Gary, en tant que réalisateur, qu'est ce qui vous attire dans un scénario ?

F. Gary Gray. D'une part la diversité des styles. Très tôt dans ma carrière, j'ai décidé de tourner des films différents : comédie, drame, action etc. Et j'ai envie de continuer à explorer d'autres styles. Pourquoi pas par exemple la science fiction ? mais au-delà de cette question de genre, il faut qu'un scénario me passionne, que les personnages soient bien « campés », qu'ils existent réellement.

 

Comment travaille-t-on avec un scénaristes, ou même entre scénaristes, car plusieurs peuvent intervenir sur un même film ?

Jeff Stockwell. J'ai appris à Hollywood qu'un film est une collaboration, et que mon ego n'en est qu'un parmi d'autres ! Sur un projet, il y a souvent plusieurs intervenants qui travaillent l'un après l'autre pour trouver le bon concept. Il m'est arrivé de réécrire le scénario d'autres personnes, et à l'inverse, mes scénarios ont été retouchés par d'autres. Mais je ne travaille pas en tandem en collaboration avec un autre scénariste. Je préfère écrire seul. En revanche, j'aime bien travailler en tandem avec le réalisateur, quand c'est possible.
Sur Dangerous Lives of Altar Boys, le réalisateur m'a expressément demandé de travailler à ses côtés ; et d'être présent tout au long du tournage, alors que souvent les réalisateurs préfèrent retravailler le scénario avec leur équipe habituelle de scénaristes.

F. Gary Gray : A chaque film, j'ai retravaillé le scénario. Parfois le scénariste laisse une grande marge d'interprétation. Par exemple dans Le Négociateur où le scénario mentionnait comme décor « un grand bâtiment ». Au tournage, nous avons décidé que cela deviendrait un énorme gratte-ciel très connu, ce qui bien entendu corsait la difficulté ! Sinon, je n'ai rien contre le fait de travailler avec le scénariste sur le plateau, à condition qu'il ne me surveille pas en permanence ! Mais cela ne m'est jamais arrivé. C'est plutôt les exécutifs du studio qui se auraient tendance à se comporter ainsi !

 

Lisez-vous volontiers les scénarios que de jeunes scénaristes vous envoient ?

F. Gary Gray. Non ! Il est très rare, pour des raisons de droits, que je lise directement des scénarios. Ca paraît surprenant, mais il est impératif de se protéger des accusations de plagiat, de plus en plus fréquentes.

 

Question dans la salle : Jeff, que se serait-il passé si vous n'aviez pas réussi au bout de 10 ans ?

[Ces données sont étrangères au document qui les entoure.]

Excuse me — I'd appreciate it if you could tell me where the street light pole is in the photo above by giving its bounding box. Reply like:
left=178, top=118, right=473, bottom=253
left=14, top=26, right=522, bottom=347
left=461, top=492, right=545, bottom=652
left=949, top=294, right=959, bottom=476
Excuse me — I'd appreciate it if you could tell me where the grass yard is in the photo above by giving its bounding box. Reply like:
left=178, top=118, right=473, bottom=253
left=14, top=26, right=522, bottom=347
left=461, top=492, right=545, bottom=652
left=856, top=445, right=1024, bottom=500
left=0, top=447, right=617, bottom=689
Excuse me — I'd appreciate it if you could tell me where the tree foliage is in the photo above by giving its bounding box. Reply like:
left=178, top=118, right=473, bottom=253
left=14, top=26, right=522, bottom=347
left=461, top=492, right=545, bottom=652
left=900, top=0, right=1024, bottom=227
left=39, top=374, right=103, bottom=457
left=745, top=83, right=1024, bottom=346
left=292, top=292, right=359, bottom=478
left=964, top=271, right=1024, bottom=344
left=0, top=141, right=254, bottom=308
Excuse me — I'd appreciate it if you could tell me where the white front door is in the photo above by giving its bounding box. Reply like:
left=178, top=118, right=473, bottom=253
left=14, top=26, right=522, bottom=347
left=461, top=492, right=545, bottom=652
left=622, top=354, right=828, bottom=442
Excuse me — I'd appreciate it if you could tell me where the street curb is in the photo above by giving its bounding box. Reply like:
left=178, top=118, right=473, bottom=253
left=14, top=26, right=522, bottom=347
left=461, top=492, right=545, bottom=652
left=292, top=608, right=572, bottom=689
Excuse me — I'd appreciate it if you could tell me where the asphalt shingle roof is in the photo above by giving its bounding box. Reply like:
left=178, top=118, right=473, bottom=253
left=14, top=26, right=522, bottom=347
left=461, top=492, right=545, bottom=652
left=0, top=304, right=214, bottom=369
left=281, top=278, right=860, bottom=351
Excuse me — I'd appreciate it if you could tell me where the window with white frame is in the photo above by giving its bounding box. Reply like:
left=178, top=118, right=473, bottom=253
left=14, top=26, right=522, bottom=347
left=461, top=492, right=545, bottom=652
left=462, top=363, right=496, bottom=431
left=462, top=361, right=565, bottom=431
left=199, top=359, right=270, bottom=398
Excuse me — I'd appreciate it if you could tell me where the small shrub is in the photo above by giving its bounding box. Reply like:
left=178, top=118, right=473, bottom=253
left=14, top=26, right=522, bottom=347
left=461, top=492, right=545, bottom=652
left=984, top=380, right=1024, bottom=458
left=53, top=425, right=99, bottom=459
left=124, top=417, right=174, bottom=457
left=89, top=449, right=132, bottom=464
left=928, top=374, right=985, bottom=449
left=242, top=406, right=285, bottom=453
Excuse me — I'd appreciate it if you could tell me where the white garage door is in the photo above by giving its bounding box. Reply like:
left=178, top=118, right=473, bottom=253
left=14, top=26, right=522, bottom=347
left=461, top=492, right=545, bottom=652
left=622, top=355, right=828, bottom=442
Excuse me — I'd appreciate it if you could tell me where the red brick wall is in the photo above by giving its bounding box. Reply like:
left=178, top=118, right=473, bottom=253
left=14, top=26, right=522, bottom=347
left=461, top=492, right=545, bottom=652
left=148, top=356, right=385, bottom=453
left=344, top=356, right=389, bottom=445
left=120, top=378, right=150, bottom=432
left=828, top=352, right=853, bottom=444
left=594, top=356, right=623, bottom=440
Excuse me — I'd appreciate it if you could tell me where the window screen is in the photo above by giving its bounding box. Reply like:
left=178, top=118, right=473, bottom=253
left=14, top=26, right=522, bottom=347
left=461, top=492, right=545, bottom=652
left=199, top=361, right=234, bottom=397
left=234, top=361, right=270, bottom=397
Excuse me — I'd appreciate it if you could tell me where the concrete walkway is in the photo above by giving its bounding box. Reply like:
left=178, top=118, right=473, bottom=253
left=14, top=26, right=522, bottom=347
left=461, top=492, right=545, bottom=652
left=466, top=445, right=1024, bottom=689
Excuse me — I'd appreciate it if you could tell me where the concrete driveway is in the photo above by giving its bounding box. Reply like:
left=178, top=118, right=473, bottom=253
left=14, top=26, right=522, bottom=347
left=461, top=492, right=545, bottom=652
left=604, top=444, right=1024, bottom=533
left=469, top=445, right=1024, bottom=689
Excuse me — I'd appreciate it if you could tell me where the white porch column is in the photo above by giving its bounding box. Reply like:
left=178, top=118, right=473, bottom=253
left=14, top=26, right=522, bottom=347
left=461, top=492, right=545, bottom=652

Jeff Stockwell : Bonne question ! Qui sait ? Mais en même temps que je proposais des scénarios, j'ai participé à de grands concours, à tous ceux qui existent en fait. L'un de mes scénarios a été mentionné par Variety. Ca m'a encouragé à continuer.

 

Avez-vous un métier de réserve ?

Jeff Stockwell : Oui... poète ! (applaudissements !)

 

Et pour finir, quels sont vos projets à tous deux ?

Jeff Stockwell : Je travaille sur le version cinéma (et non animation comme Miyazaki) du roman d'Eiko Kadano, Kiki, la petite sorcière.

F. Gary Gray : je prépare Mariage à la brésilienne, la « suite » de Mariage à l'italienne, mais aussi un long métrage avec le même scénariste que Le Négociateur, et puis j'écris mon premier scénario, dont le titre provisoire est : A la poursuite du soleil.